I prefer to keep explicit state labels in summaries:

[Done] Fixed login form validation
[Failed attempt] Direct schema change breaks legacy API
[Pending confirmation] Whether to keep legacy export format
[Next] Run pnpm test for auth module verification

My Takeaway

Context compression is fundamentally an agent memory-management and handoff system. Claude Code-style compression is better for full development-context retention. Gemini CLI-style compression is better for high-density state snapshots. Tool-message trimming is the most direct way to reduce token noise.
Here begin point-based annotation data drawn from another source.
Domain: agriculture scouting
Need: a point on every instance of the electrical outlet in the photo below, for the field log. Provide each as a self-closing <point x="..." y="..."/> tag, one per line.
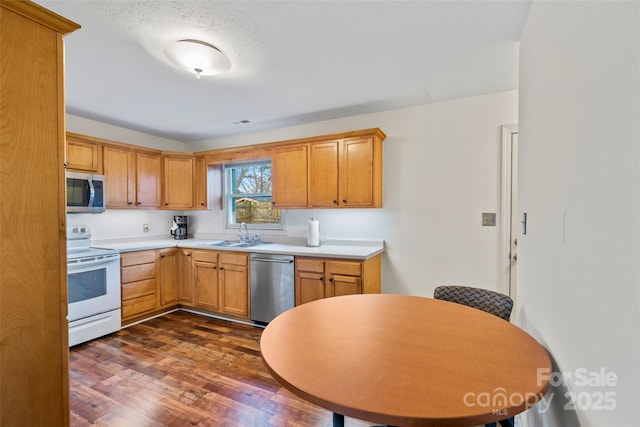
<point x="488" y="219"/>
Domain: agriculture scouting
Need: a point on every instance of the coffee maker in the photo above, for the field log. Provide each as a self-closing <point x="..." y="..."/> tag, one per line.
<point x="179" y="228"/>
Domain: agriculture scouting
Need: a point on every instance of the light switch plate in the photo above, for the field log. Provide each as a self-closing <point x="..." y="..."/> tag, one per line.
<point x="488" y="219"/>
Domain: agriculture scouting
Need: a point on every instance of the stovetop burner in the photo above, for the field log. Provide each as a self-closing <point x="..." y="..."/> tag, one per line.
<point x="79" y="243"/>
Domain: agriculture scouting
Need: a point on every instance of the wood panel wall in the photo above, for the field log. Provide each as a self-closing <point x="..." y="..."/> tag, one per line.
<point x="34" y="384"/>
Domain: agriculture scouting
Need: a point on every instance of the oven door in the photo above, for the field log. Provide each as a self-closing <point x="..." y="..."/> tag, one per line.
<point x="93" y="285"/>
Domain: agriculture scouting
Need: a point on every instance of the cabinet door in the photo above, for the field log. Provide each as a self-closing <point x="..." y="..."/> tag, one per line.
<point x="234" y="290"/>
<point x="201" y="183"/>
<point x="185" y="275"/>
<point x="309" y="286"/>
<point x="344" y="285"/>
<point x="168" y="277"/>
<point x="290" y="174"/>
<point x="83" y="156"/>
<point x="356" y="172"/>
<point x="178" y="182"/>
<point x="118" y="167"/>
<point x="323" y="174"/>
<point x="206" y="285"/>
<point x="147" y="180"/>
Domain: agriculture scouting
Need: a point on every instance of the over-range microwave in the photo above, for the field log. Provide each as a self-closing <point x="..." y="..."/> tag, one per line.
<point x="85" y="193"/>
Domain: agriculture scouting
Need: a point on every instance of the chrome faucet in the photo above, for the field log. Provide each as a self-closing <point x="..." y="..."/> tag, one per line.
<point x="244" y="238"/>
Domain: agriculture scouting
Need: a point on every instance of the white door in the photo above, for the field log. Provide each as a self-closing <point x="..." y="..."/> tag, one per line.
<point x="510" y="221"/>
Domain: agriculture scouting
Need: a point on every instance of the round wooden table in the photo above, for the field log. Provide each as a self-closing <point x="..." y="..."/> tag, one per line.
<point x="405" y="361"/>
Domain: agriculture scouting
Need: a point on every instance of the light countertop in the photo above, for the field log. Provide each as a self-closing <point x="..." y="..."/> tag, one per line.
<point x="355" y="249"/>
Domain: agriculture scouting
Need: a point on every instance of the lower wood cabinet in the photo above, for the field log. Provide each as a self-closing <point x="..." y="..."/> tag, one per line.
<point x="317" y="278"/>
<point x="168" y="277"/>
<point x="138" y="275"/>
<point x="221" y="282"/>
<point x="217" y="282"/>
<point x="185" y="277"/>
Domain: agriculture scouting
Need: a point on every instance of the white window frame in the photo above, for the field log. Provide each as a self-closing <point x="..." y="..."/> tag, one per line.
<point x="227" y="196"/>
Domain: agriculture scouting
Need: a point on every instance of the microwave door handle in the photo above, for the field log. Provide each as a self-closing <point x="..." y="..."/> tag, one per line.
<point x="92" y="193"/>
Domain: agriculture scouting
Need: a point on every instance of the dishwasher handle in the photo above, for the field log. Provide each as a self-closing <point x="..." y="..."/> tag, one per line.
<point x="277" y="261"/>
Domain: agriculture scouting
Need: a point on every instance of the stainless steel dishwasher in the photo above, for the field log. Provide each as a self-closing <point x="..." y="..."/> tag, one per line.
<point x="272" y="286"/>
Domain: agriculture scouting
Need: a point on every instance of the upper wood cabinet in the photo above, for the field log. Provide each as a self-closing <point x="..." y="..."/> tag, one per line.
<point x="85" y="156"/>
<point x="360" y="173"/>
<point x="290" y="166"/>
<point x="332" y="171"/>
<point x="178" y="182"/>
<point x="344" y="171"/>
<point x="132" y="178"/>
<point x="148" y="187"/>
<point x="323" y="174"/>
<point x="118" y="167"/>
<point x="34" y="348"/>
<point x="201" y="183"/>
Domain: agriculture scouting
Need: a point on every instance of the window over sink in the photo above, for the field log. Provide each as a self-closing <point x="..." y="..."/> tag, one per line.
<point x="248" y="196"/>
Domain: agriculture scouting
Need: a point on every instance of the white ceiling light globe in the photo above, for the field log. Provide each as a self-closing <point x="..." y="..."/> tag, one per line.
<point x="197" y="57"/>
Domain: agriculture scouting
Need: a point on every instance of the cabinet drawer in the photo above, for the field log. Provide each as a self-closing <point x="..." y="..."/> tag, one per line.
<point x="137" y="306"/>
<point x="135" y="258"/>
<point x="138" y="272"/>
<point x="313" y="265"/>
<point x="137" y="289"/>
<point x="234" y="258"/>
<point x="344" y="267"/>
<point x="206" y="256"/>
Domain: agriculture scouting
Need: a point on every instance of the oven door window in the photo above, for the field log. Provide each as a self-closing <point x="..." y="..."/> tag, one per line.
<point x="87" y="285"/>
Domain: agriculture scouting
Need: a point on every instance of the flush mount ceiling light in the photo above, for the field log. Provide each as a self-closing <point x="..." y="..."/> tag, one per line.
<point x="197" y="57"/>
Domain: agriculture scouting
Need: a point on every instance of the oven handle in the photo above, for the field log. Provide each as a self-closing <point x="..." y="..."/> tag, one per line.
<point x="97" y="260"/>
<point x="92" y="193"/>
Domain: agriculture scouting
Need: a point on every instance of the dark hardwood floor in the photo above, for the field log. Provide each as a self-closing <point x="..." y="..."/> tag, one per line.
<point x="183" y="369"/>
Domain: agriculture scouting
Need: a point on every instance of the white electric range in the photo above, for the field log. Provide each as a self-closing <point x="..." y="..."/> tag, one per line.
<point x="93" y="287"/>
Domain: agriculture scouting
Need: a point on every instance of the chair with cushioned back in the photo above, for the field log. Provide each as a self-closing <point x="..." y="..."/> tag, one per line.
<point x="482" y="299"/>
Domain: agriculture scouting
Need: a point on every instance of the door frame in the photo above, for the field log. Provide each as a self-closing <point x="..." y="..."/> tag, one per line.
<point x="509" y="166"/>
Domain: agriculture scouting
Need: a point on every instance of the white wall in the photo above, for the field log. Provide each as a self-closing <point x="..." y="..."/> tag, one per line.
<point x="106" y="131"/>
<point x="441" y="170"/>
<point x="579" y="160"/>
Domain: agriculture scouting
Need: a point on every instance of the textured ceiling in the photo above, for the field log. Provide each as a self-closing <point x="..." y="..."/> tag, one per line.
<point x="292" y="61"/>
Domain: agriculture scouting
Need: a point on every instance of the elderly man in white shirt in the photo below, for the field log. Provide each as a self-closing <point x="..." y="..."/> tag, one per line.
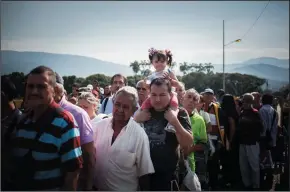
<point x="123" y="159"/>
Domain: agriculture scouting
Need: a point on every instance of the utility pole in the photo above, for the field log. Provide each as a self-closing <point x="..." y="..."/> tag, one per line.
<point x="224" y="75"/>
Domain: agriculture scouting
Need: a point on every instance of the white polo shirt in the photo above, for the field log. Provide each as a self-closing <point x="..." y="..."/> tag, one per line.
<point x="119" y="166"/>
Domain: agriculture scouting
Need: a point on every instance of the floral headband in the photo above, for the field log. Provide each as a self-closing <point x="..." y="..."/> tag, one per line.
<point x="152" y="51"/>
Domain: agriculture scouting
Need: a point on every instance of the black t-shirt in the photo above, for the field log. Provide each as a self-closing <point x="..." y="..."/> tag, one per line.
<point x="164" y="145"/>
<point x="250" y="127"/>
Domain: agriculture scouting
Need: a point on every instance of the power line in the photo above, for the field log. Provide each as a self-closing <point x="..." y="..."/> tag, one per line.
<point x="256" y="20"/>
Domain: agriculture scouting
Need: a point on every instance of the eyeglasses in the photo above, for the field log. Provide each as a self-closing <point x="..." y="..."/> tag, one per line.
<point x="141" y="88"/>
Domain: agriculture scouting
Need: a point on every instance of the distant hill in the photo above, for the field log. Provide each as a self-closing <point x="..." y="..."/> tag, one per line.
<point x="284" y="63"/>
<point x="264" y="70"/>
<point x="273" y="69"/>
<point x="80" y="66"/>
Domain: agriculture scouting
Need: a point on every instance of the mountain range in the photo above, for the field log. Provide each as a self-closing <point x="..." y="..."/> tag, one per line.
<point x="276" y="71"/>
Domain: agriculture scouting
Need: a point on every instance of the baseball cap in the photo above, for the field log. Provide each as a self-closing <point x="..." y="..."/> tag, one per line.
<point x="208" y="90"/>
<point x="59" y="79"/>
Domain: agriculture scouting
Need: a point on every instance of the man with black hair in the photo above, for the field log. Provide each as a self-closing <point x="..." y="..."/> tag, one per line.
<point x="47" y="151"/>
<point x="164" y="145"/>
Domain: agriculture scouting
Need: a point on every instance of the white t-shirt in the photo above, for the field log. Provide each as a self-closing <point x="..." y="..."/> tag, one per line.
<point x="119" y="165"/>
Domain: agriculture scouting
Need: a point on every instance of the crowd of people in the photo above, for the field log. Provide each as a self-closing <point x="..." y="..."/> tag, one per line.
<point x="126" y="138"/>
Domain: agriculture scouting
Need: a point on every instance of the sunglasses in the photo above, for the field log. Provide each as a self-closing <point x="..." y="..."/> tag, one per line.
<point x="141" y="88"/>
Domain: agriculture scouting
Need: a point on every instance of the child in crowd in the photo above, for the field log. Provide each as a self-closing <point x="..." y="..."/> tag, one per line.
<point x="161" y="61"/>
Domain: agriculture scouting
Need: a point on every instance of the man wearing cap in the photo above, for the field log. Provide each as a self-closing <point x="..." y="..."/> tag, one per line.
<point x="86" y="133"/>
<point x="215" y="137"/>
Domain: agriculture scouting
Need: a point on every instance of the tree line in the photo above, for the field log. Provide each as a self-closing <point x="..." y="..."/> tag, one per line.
<point x="198" y="76"/>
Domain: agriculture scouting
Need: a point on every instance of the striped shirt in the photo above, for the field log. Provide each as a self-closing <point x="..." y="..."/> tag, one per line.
<point x="56" y="152"/>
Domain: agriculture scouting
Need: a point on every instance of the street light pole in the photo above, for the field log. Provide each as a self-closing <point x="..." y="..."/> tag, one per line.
<point x="224" y="75"/>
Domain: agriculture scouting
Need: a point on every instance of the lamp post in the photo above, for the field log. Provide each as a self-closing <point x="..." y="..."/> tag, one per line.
<point x="235" y="41"/>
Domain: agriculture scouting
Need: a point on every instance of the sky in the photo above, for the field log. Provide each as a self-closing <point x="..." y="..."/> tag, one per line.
<point x="122" y="32"/>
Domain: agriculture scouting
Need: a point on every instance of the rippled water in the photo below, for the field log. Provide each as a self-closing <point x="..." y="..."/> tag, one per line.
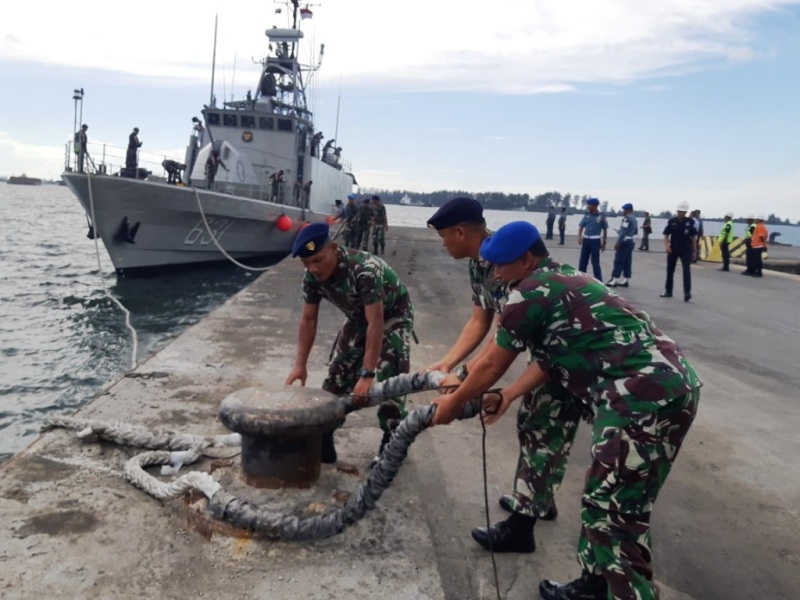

If I were implementing a stable agent compression module, I would prioritize this combination:

Keep recent conversation rounds intact
+ Trim outdated tool messages
+ LLM structured summary
+ File state snapshot
+ Current plan and TODO list
+ Compression metrics and observability logs

The final objective is not the shortest context. It is that after compression, the agent still knows: what the user wants, what the project is, what has been done, what has failed, where it stopped, and what should happen next.